まず、北の男爵家に、雪の天使が嫁いだことについてです。北国の隠されし王族が、なぜあのような場所に居るのですか?」

「あの二人は、恋愛結婚じゃ。男爵家の後継ぎ、ラミーロの初恋相手が、アンジェちゃんでのう。

ラミーロは、旅一座の巡業回りで二年に一度しか会えんアンジェちゃんを、口説き落としよった」

「アンジェ……ちゃん……? えっ?」

「雪花旅一座の名女優、アンジェちゃんじゃよ。

ローエングリンにとっては、将来の義理の母親になるかのう」


 (ひょう)々とした先代国王の話し方は、孫のライ少年を彷彿(ほつふつ)させる。

 掴み所のない先代国王との話し合いに、王子は軽い緊張感を伴った。


「アンジェちゃんは、生まれたときから知っておるよ。旅一座の公演を通して、成長を見まもっていたわしらにとっては、娘のようなもんじゃ」

「わし……ら?」

「国王夫婦が、人前で堂々と可愛がれる娘など、限られておる。わしらは、娘に恵まれんかったからのう。雪花旅一座の子役の娘たちは、ひいきにしておったよ」


 ローエングリン王子は、素直に納得する。

 先代国王夫婦には、息子二人しかいない。国王と宰相しか。


 のんきな王子に向かって、先代国王は王家の微笑みを浮かべた。


「雪花旅一座と交流を持つことは、雪の国との関係を良くし、いざと言うときは、我が国の味方を増やすことに繋がる。

北国の隠された王族じゃし、わしとも祖先が同じじゃ。

ローエングリン、わしの言っとる意味が分かるか?」

「……はい。四年前の雪の国との対談で、とても役に立っていますよね」

「うむ。国王は国を守るために、私的な行動にすら、意味を持たせねばならぬこともある」


 王族は、したたかだ。特に国王は、国を守るために、様々なことをやる。

 雪花旅一座と交流を持つことは、国王の個人的な楽しみと国益を保つことに。一石二鳥の作戦だった。


「ですが、結婚相手は男爵家ですよね? 侯爵家、もしくは伯爵家でも、良かったのでは?」

「雪の国の圧力じゃよ。雪の天使と男爵家の結婚を認めるように、北国の南の公爵家から圧力がかかった。

一介の男爵家に、なぜ雪の国が肩入れしたか、分かるか?」


 質問に、質問が返ってきた。

 偉大なる国王だったご隠居は、ローエングリン王子を試す。


 しばらく沈黙し、王子は頭を懸命に働かせた。


「……男爵家の姫君は、北の侯爵家の先代当主の弟に嫁いでいました。

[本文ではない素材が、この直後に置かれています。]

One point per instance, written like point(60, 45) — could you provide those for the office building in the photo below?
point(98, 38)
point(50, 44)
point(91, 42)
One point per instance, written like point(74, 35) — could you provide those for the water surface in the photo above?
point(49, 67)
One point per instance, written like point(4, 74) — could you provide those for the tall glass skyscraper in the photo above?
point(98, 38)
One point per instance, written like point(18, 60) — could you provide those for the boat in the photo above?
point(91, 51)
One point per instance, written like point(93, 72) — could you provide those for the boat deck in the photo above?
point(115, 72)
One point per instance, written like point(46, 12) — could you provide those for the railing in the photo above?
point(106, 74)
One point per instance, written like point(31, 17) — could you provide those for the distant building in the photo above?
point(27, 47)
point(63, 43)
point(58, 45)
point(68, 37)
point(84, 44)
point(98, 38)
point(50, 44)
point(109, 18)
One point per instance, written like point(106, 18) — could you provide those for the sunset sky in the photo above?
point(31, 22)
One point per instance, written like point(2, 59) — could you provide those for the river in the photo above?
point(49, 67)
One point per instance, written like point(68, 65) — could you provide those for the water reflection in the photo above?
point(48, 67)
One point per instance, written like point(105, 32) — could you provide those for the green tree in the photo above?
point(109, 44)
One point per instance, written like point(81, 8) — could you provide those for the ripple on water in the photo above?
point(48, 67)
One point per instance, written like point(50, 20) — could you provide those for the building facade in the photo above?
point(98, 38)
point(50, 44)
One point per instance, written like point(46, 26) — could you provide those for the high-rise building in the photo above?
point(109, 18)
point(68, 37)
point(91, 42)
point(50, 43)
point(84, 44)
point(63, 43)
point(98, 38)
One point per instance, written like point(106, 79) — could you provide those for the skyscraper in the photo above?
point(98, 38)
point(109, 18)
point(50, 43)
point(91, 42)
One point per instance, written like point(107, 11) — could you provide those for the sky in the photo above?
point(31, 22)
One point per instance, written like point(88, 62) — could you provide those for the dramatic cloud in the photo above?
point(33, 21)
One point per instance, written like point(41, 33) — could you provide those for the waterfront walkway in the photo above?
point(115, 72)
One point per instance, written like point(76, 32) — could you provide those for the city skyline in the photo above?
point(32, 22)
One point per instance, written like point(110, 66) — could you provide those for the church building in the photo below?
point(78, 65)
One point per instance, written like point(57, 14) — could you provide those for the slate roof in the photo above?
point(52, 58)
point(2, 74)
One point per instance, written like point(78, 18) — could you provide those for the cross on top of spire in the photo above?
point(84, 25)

だから親戚になります。

それから、当時の北の侯爵夫人は、北の雪の天使の血筋……近くに頼れる味方を増やしたかった? 親戚内の結婚問題ならば、支援しやすくなります」

「おそらく、大部分はそうじゃろうな。それ以外に、考えられることは?」

「それ以外? ……分かりません」

「分からぬか。そなたは、王族の中でも、最も政治から遠い所で暮らしておったからのう。仕方あるまい」


 先代国王は、続きを促す。

 生まれる以前のことなんて、ローエングリン王子には、考えられない。


 先代国王は、失望のため息をはいた。

 王子は短期間で雪の天使の秘密にたどり着いたから、頭が良いはずなのだ。

 政治にうといのは、今まで中立の分家王族として暮らしてきた、影響だろう。


「他に聞きたいことは?」

「あの男爵家に流れる、北の侯爵の血筋を、国民に公表することはできませんか?」

「なんのために? あの血筋は伏せておくと、息子……国王が決定したであろう。

わしは、隠居した身。息子の決定に、口出しするつもりは無いよ」

「雪の国への人柱の花嫁が、元男爵家から出ると言うのでは、納得しない国内の貴族も多いです。

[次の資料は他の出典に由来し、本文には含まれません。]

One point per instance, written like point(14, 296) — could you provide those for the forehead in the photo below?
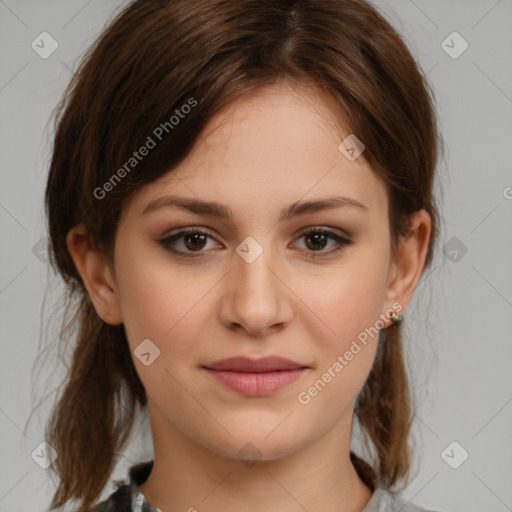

特に、自分(ぼく)がオデットを花嫁にしたいと願ったとき、あちこちの貴族が反発してきて、実感しました。

おそらく、雪の天使の血筋と知らない、無学な貴族だと思いますけど」

「……そなた、ずいぶんと口が立つようになったな。将来の姉に鍛えられたか?」

「……はい」


 話題を反らすように、先代国王はローエングリン王子をからかう。

 王子は流されまいと、頑張って、自分の意見を言うことにした。


「先代国王様。下手をすれば、南の雪の天使たちは、暗殺されるかもしれません。

元男爵家でも、他国の王家へ輿入れできるとなれば、自分の家から花嫁を出したいと思う貴族が増えるはずですから。

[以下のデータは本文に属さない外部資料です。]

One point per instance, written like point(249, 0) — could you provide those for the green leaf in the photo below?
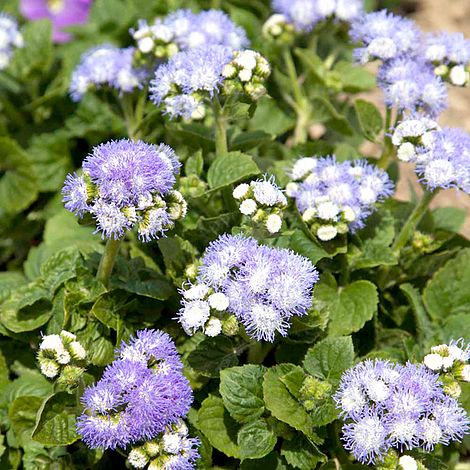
point(256, 440)
point(18, 188)
point(212, 355)
point(231, 168)
point(281, 403)
point(349, 307)
point(354, 78)
point(194, 164)
point(329, 358)
point(27, 308)
point(370, 119)
point(217, 425)
point(447, 293)
point(302, 454)
point(242, 391)
point(55, 424)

王族として、最後の北地方の貴族を守らなければ、雪の国との戦争になりかねません」


 ローエングリン王子の発言は、年下の親友たちの受け売りだ。

 それでも、自分の意見の一部として、意識的に取り込めるようになったのは、政治にうといローエングリン王子にしたら、大きな進歩だった。


  去年まで、国の将来を守るための人柱の花嫁問題すら、どこか他人事に感じていた。

 自分から遠い所にいる、見ず知らずの人が、国を助けてくれるのだと思っていた。王子にとっては、とても軽い問題だった。


 けれども、人柱の花嫁になるはずだったオデットとの出会いが、ローエングリン王子の意識を徐々に変え始める。


 他人事から、身近な事に。

 他人事から、自分の事に。


「あの男爵家は、六代前に平民の農家へ、北の侯爵令嬢が嫁いだから、四代前に貴族として成り立った家。

母方の血筋を重視しない我が国では、貴族としての血筋の価値が薄いからのう。発表した所で、余計に反発が大きくなるじゃろう。

それこそ、父方が伯爵以上の貴族たちが、自分の娘を北国へ輿入れさせたいと願うはずじゃ。我が国での発言権を増せるからのう。

……母方の血筋の価値は、ローエングリンが一番よく知っておろう」

「……はい」


 先代国王は、姉の孫を見つめる。

 王女が嫁いだから、分家王族になれた、成り上がりの王子を。

 新興分家王族は、元々は西地方の伯爵家で、西の公爵派の王宮医師の家系だった。


 昔、当時の先代国王は、宰相……西の公爵の操り人形だった。反西の公爵派の分家王族は、当時の先代国王と宰相の権力で次々と処刑されていた。

 それ見て育った当時の国王や王太子は、操り人形になる未来に(あらが)おうと決意する。

 現在の本家王族と分家王族の、四代に渡る権力争いの始まりだ。


 王族が減った隙をついて、西国が攻めてきたのは、ありがたかった。宰相と先代国王は、戦場になった西地方に釘付けになったから。

 当時の王太子と国王は、戦争の士気を高めるためと理由をつけて、王女を西地方の貴族に嫁がせた。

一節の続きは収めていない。